Позже станет известно, отчего жители во всё время праздника оставались в домах. Они думали, что ляхи замышляют кровопролитие и, как только они появятся, начнут стрелять в них. На площади легче всего было ударить в толпу и начать избивать людей. И злые замыслы действительно насевались, но не поляками, а изменниками-боярами. Михайла Салтыков подбивал поляков начать истребление москвитян. Поляки же в то время мыслили идти навстречу Ляпунову, им было не до москвитян. И злобный боярин выговаривал им за «пропавшее» даром Вербное воскресенье:

— Нынче был добрый случай, а вы Москву не били. Ну так они вас во вторник будут бить. Я этого ждать не стану. Возьму жену да и отбуду к королю...
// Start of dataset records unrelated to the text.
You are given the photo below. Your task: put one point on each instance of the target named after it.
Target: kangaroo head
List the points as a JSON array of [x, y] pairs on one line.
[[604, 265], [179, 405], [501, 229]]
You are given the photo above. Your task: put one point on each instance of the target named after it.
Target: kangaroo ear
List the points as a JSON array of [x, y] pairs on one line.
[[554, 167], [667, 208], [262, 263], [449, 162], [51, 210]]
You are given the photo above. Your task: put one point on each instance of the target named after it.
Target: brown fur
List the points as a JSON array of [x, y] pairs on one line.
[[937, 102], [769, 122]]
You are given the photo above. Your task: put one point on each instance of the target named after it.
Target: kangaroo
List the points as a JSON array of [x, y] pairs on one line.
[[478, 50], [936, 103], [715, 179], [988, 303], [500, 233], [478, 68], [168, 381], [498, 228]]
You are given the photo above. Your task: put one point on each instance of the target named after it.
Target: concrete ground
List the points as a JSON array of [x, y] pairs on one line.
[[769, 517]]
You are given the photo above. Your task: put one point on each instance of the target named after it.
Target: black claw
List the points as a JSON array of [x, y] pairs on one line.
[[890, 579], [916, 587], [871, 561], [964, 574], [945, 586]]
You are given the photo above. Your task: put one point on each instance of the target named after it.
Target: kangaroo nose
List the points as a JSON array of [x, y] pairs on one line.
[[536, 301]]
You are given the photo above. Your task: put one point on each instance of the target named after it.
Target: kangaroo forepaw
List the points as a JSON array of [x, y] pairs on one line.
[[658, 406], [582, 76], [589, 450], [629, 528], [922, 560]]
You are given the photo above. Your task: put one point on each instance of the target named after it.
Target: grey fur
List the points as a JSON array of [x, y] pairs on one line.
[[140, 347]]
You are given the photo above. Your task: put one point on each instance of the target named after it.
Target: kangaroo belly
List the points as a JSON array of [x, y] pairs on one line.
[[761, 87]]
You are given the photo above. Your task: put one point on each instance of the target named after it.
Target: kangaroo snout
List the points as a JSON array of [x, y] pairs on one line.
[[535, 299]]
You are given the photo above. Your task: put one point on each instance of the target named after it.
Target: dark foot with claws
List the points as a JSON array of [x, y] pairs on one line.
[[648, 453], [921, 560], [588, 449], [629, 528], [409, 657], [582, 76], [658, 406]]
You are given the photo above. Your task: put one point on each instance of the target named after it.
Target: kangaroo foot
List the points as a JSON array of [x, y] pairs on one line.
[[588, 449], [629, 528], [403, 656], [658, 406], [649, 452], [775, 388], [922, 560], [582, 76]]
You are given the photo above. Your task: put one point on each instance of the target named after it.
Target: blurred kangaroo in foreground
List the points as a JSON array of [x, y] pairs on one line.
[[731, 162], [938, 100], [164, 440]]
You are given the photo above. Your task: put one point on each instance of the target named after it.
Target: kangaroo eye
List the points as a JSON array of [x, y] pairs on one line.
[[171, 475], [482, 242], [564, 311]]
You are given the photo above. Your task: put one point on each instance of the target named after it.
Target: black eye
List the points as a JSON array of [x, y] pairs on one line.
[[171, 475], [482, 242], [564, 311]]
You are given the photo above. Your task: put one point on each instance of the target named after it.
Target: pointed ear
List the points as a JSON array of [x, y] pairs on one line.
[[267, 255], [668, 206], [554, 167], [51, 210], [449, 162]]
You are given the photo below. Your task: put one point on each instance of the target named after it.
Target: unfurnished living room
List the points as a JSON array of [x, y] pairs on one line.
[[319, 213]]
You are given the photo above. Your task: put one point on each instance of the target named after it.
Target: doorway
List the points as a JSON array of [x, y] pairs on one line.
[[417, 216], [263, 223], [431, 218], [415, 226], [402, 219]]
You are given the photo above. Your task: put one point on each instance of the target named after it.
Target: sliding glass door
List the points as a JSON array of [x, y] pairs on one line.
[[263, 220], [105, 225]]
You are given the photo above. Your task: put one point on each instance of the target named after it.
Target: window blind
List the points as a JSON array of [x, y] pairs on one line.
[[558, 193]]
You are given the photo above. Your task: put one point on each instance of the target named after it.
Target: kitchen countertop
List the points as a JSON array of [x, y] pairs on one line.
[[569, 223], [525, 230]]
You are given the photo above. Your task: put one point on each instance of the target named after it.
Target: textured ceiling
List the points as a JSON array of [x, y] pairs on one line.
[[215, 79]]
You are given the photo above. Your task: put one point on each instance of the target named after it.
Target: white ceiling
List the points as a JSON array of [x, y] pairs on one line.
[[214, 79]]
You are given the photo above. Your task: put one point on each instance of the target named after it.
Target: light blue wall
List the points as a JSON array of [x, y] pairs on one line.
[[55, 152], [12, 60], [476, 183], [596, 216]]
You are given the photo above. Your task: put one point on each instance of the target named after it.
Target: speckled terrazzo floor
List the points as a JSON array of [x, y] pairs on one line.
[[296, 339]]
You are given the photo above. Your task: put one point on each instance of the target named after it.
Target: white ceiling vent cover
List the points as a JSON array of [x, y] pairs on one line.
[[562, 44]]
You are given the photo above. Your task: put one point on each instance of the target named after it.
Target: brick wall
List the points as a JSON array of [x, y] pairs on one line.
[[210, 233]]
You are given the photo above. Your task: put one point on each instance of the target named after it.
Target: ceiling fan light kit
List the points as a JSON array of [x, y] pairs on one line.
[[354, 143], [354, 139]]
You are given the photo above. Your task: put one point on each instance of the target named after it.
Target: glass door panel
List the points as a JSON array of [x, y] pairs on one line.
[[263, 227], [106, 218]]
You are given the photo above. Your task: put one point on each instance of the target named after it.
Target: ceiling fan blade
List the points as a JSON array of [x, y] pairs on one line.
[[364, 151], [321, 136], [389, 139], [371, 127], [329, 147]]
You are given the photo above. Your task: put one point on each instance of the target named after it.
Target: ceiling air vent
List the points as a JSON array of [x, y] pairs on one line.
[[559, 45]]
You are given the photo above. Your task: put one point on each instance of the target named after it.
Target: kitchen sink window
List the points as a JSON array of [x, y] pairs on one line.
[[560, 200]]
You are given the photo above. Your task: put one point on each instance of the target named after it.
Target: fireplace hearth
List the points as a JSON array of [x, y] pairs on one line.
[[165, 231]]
Но Гонсевский не успел выступить из Москвы. Завязалась схватка. Начали, видимо, ляхи, подстрекаемые боярином Салтыковым и его клевретами. Его были слова:

«Ну так они будут вас во вторник бить». Кровопролитие и случилось во вторник Страстной недели, через два дня после торжественного шествия на осляти. Был час обедни, когда люди собрались в храмах. В это время им легче всего было нанести удар. Не случайно и Гонсевский не остановил ляхов, но дал им волю. Много в тот день порубили и потоптали конями людей. Жадные ляхи грабили лавки и боярские дома. Ворвались к боярину князю Андрею Голицыну, дом его разграбили, а самого беспощадно умертвили. Случайно ли, что расправились с князем, верным Гермогену?

Люди искали спасения за Москвой-рекой, но и там конные ляхи настигали их. Положение временно спасли воеводы. На Сретенке битву с поляками выиграл князь Дмитрий Пожарский. Воеводы Бутурлин[72] и Колтовский за Москвой-рекой твёрдо стояли с воинами и народом против поляков. Отчаянно бились москвитяне на улицах Тверской, Никитской, Чертольской, на Арбате и Знаменке. Гудел набат. Сражались все, кто мог держать в руках дреколье или топор. Женщины и дети из окон и кровель закидывали противника камнями, обливали варом или горячей водой. На улицах возникли баррикады из лавок и дров. Москвитяне имели успех, увы, временный.

вернуться

72

Бутурлин Василий Иванович — начальствовал в 1608 г. над сторожевым полком и разбил польского воеводу Лисовского у Медвежьего брода на Москве-реке. В 1613 г. вместе с Трубецким участвовал в неудачном походе под Новгород.